II. LA DÉCISION DE LA COUR
Sur les premier et cinquième moyens réunis :
Notamment pris de la violation des articles 16, §§ 1 et 5, 22, alinéas 6 et 7, 23, 4°, et 30, § 4, de la loi du 20 juillet 1990 relative à la détention préventive, les moyens reprochent aux juges d’appel de ne pas avoir répondu, sinon par une formule générale, aux conclusions du demandeur qui y avait notamment postulé la poursuite de la détention préventive sous la modalité de la surveillance électronique. Le demandeur précise qu’il n’avait pas sollicité de libération provisoire, l’arrêt envisageant cependant une telle possibilité, ce qui établit, selon le demandeur, l’automatisme avec lequel il a été statué sur le maintien de sa détention en prison.
Dans ses conclusions d’appel, le demandeur a contesté la nécessité, pour la sécurité publique, de le maintenir en prison et il a sollicité la poursuite de sa détention sous la modalité de la surveillance électronique en développant, à l’appui de cette requête, plusieurs éléments : l’engagement écrit de ses parents de l’accueillir, la description de son environnement familial, qualifié de sérieux, et des activités professionnelles de chaque membre de la famille, l’intérêt, notamment professionnel, des membres de cette dernière à ce que le demandeur ne commette sous leur toit aucune nouvelle infraction, celles qu’il lui est reproché d’avoir commises ayant déjà entraîné des désagréments pour ses proches, telle une perquisition, et la circonstance qu’il y va, pour le demandeur, d’une première incarcération, ressentie de manière traumatisante.
A ces considérations, l’arrêt se borne à opposer « que le maintien de la détention préventive est absolument nécessaire pour la sécurité publique, les faits, à les supposer établis, attentent gravement à la sécurité publique et paraissent le reflet du mépris manifesté par l’inculpé pour la vie d’autrui et les règles de vie en société » et, s’agissant précisément de la demande de voir la détention se poursuivre sous la modalité de la surveillance électronique, qu’ « une mise en liberté provisoire, moyennant le respect de conditions et/ou un cautionnement, ne s’indique pas dès lors que celle-ci ne présente aucune garantie pour la sécurité publique au stade actuel de la procédure.
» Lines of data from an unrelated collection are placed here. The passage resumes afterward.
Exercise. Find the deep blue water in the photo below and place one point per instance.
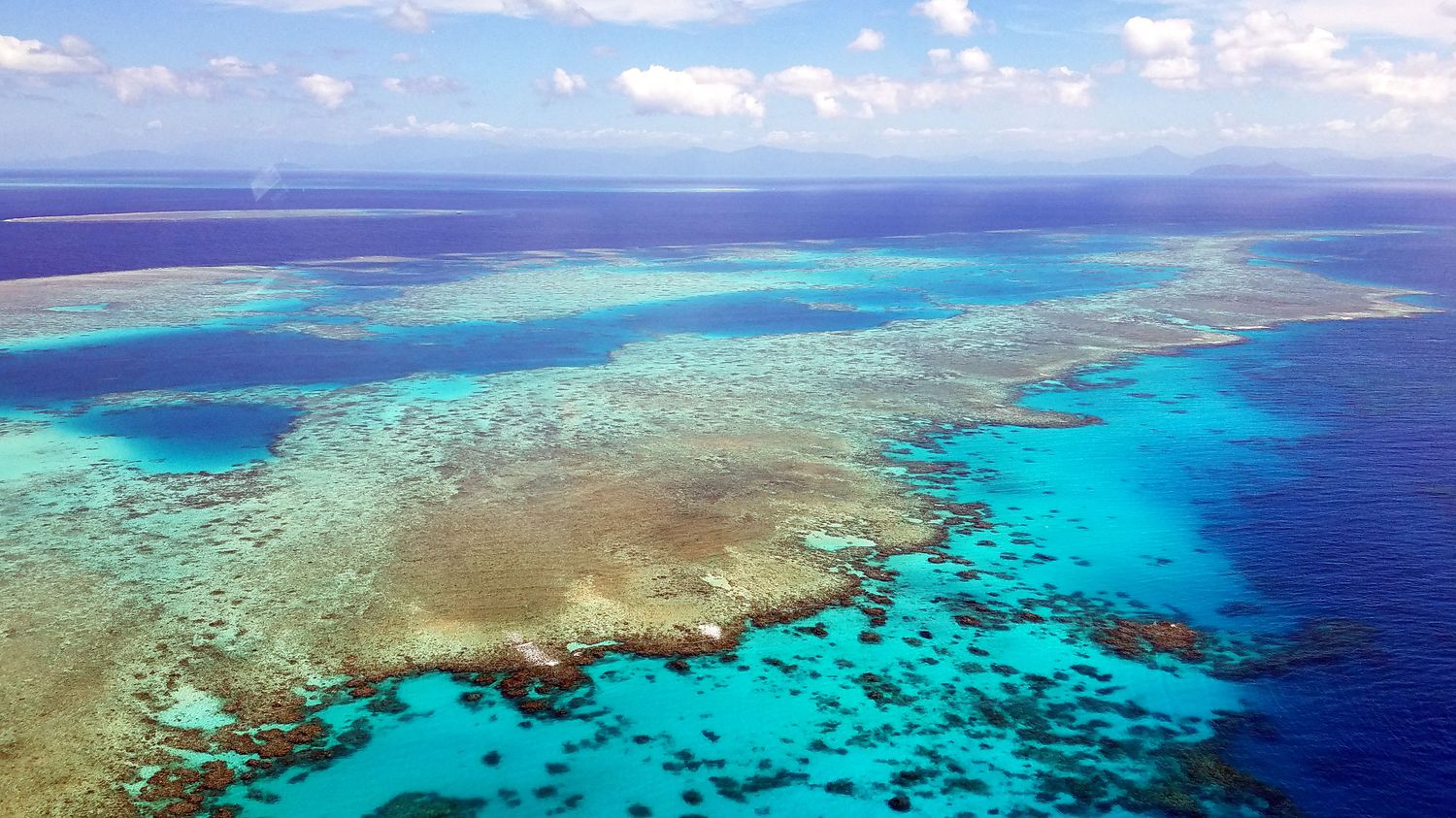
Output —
(1357, 521)
(1366, 530)
(556, 214)
(174, 436)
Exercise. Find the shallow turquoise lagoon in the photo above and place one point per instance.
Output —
(1019, 715)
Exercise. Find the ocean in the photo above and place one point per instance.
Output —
(1289, 498)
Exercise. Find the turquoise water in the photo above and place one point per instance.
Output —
(1015, 715)
(253, 343)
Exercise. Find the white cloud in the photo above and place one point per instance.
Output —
(34, 57)
(920, 134)
(1167, 49)
(973, 60)
(960, 79)
(414, 127)
(702, 90)
(1150, 40)
(408, 16)
(1417, 19)
(238, 69)
(1267, 41)
(868, 40)
(1174, 72)
(328, 92)
(143, 82)
(594, 137)
(434, 83)
(949, 16)
(415, 14)
(561, 83)
(871, 93)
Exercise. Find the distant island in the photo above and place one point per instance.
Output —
(1269, 169)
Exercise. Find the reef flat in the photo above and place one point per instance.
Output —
(436, 512)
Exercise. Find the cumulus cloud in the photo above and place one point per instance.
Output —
(328, 92)
(705, 90)
(408, 16)
(1273, 47)
(143, 82)
(949, 16)
(238, 69)
(34, 57)
(1158, 38)
(973, 60)
(868, 40)
(1267, 41)
(414, 15)
(434, 83)
(561, 83)
(1167, 49)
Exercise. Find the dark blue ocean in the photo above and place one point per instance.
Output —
(1357, 521)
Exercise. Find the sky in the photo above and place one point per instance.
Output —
(914, 78)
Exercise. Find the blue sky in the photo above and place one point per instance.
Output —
(919, 78)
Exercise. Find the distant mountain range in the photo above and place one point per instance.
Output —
(756, 162)
(1272, 169)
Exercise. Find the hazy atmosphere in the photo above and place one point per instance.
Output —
(418, 82)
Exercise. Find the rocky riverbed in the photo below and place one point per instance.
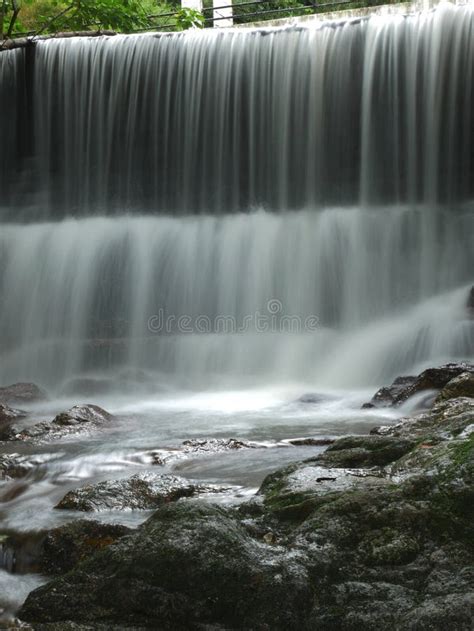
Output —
(375, 532)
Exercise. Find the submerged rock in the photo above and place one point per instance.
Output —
(15, 465)
(214, 445)
(403, 388)
(460, 386)
(64, 547)
(365, 451)
(389, 395)
(189, 564)
(80, 418)
(8, 414)
(22, 393)
(314, 398)
(143, 491)
(470, 302)
(375, 533)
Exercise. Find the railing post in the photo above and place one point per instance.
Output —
(192, 4)
(222, 11)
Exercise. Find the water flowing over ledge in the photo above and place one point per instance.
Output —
(206, 174)
(374, 111)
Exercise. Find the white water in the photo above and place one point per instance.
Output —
(368, 295)
(319, 178)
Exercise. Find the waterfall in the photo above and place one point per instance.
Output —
(318, 174)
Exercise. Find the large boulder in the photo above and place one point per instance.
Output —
(189, 564)
(64, 547)
(383, 544)
(79, 419)
(23, 393)
(8, 414)
(403, 388)
(460, 386)
(143, 491)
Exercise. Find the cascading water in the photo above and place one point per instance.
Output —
(322, 172)
(198, 228)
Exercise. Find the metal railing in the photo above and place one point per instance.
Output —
(264, 11)
(169, 21)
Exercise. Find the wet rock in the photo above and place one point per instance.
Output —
(214, 445)
(14, 466)
(87, 386)
(80, 418)
(384, 545)
(470, 302)
(314, 398)
(143, 491)
(365, 451)
(188, 565)
(22, 393)
(8, 414)
(64, 547)
(403, 388)
(461, 386)
(310, 442)
(445, 421)
(389, 395)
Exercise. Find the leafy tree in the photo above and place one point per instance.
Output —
(117, 15)
(189, 18)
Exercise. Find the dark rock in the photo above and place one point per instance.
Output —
(213, 445)
(143, 491)
(87, 386)
(403, 388)
(365, 451)
(323, 546)
(15, 466)
(470, 302)
(8, 414)
(388, 395)
(64, 547)
(445, 421)
(310, 442)
(22, 393)
(188, 565)
(59, 550)
(314, 398)
(79, 419)
(461, 386)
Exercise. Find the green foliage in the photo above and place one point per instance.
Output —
(117, 15)
(189, 18)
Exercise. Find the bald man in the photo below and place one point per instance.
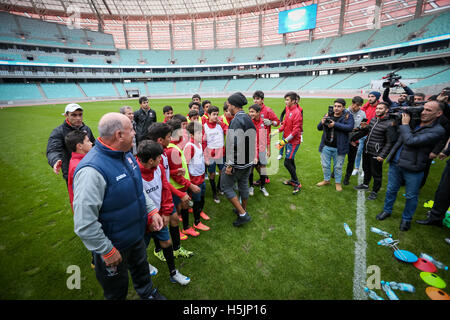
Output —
(112, 212)
(408, 159)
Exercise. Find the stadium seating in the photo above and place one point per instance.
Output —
(213, 86)
(239, 85)
(61, 90)
(160, 87)
(187, 86)
(98, 89)
(435, 79)
(19, 91)
(293, 83)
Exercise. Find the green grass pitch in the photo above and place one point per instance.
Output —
(295, 247)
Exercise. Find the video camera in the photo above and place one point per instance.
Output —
(414, 111)
(330, 115)
(391, 80)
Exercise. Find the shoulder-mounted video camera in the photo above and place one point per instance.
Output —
(391, 80)
(329, 117)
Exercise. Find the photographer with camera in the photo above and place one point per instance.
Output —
(441, 199)
(408, 159)
(444, 122)
(359, 117)
(392, 81)
(336, 126)
(376, 148)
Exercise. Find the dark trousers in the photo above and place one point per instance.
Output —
(442, 195)
(372, 169)
(115, 282)
(351, 156)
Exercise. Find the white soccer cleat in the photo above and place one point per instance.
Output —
(153, 270)
(181, 279)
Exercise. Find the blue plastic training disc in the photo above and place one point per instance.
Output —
(405, 256)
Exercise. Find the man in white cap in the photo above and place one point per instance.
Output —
(58, 155)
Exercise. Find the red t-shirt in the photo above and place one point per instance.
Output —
(74, 161)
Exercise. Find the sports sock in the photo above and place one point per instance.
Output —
(196, 209)
(202, 203)
(157, 245)
(185, 216)
(212, 182)
(175, 235)
(168, 254)
(262, 178)
(290, 166)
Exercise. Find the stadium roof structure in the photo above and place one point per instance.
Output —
(218, 24)
(149, 8)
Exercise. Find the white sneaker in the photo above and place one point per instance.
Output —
(181, 279)
(264, 191)
(153, 270)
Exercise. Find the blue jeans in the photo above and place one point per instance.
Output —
(359, 152)
(412, 187)
(326, 155)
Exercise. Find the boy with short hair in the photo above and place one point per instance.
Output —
(156, 186)
(78, 143)
(205, 105)
(262, 147)
(162, 133)
(168, 113)
(227, 116)
(184, 121)
(193, 116)
(214, 132)
(269, 118)
(179, 171)
(193, 152)
(194, 106)
(292, 129)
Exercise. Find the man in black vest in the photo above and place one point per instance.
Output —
(112, 211)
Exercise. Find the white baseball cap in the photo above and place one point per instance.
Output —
(71, 107)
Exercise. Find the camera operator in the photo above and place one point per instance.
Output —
(336, 124)
(359, 116)
(444, 122)
(376, 148)
(408, 158)
(402, 100)
(441, 197)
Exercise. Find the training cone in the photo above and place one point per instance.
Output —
(425, 265)
(433, 280)
(436, 294)
(405, 256)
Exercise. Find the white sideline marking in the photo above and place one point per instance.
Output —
(359, 275)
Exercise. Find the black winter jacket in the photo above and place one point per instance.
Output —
(377, 142)
(417, 145)
(56, 146)
(143, 121)
(241, 141)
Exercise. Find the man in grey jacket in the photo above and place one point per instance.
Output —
(58, 155)
(112, 211)
(240, 153)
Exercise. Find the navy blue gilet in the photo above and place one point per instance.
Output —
(123, 214)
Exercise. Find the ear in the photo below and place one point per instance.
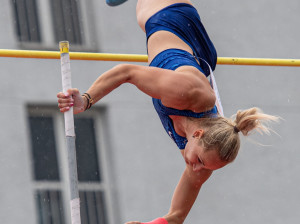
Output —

Une détention sous la modalité de la surveillance électronique n’offre également aucune garantie suffisante en l’espèce ».
Pareille formule, transposable en raison de sa généralité à l’ensemble des affaires soumises aux juridictions d’instruction en vue de statuer sur le maintien de la détention préventive, ne répond pas à la défense proposée et procède d’un automatisme inconciliable avec le caractère évolutif de la détention préventive et l’obligation d’en apprécier les conditions de manière individualisée.
Dans cette mesure, les moyens sont fondés.
Il n’y a pas lieu d’examiner le surplus du premier moyen ni les autres moyens, qui ne sont pas susceptibles d’entraîner une cassation sans renvoi.
PAR CES MOTIFS,
LA COUR
Casse l’arrêt attaqué ;
Ordonne que mention du présent arrêt sera faite en marge de l’arrêt cassé ;
Réserve les frais pour qu’il soit statué sur ceux-ci par la juridiction de renvoi ;
Renvoie la cause à la cour d’appel de Bruxelles, chambre des mises en accusation, autrement composée.
Ainsi jugé par la Cour de cassation, deuxième chambre, à Bruxelles, où siégeaient le chevalier Jean de Codt, président de section, Françoise Roggen, Tamara Konsek, Frédéric Lugentz et Ignacio de la Serna, conseillers, et prononcé en audience publique du cinq novembre deux mille vingt-cinq par le chevalier Jean de Codt, président de section, en présence de Damien Vandermeersch, avocat général, avec l’assistance de Tatiana Fenaux, greffier.